More than 500 pages of federal search warrant records pertaining to the Las Vegas mass shooting were disclosed early Tuesday after the Las Vegas Review-Journal and other media organizations sued for their release.
Nearly all the documents contained previously reported background information on the Oct. 1 shooting investigation. In sections where investigators were asked to detail what they found as a result of the warrants, most responses were vague.
For example, in one document that requested access to an email account believed to have belonged to Las Vegas gunman Stephen Paddock, investigators wrote only that they obtained “email records” after a search warrant was issued. No further details were listed.
The documents also indicate that tech giant Microsoft partially resisted the FBI’s initial request to access one of Paddock’s Microsoft accounts.
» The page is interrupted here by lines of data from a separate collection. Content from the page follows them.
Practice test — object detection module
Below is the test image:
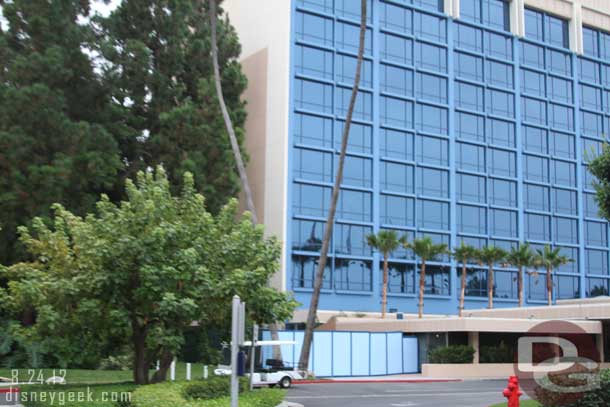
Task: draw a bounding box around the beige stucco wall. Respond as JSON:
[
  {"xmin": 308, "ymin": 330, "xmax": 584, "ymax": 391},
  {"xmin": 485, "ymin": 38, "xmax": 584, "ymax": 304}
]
[{"xmin": 222, "ymin": 0, "xmax": 291, "ymax": 290}]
In that instance, investigators wanted access to both the gunman’s Microsoft email account and his Microsoft cloud storage account, called OneDrive. Microsoft granted access to Paddock’s emails, but in reference to OneDrive, the company “indicated to investigators that it did not believe such information was encompassed” in the original warrant.
The FBI filed a follow-up warrant in response, specifically requesting access to Paddock’s OneDrive account, only to learn that the account “was found to have no contents.”
Access to Paddock’s locked cellphone — one of three found in his Mandalay Bay hotel rooms — did not prove fruitful either, the documents indicate.
“Google found no records related” to the locked phone, the documents read.
One warrant showed that investigators collected two gold keys, a Fitbit wearable fitness tracker, a CD, a USB drive and four notepads from Paddock’s Mesquite address in mid-October. Authorities previously said that in the days after the shooting, explosive material, 18 firearms and more than 1,000 rounds of ammunition also were found in the home.
The Review-Journal has successfully sued for several documents related to the Oct. 1 shooting investigation, including other search warrant records, 911 calls, body camera footage and autopsy reports. The newspaper continues to wait for the court-ordered release of the calls and camera footage.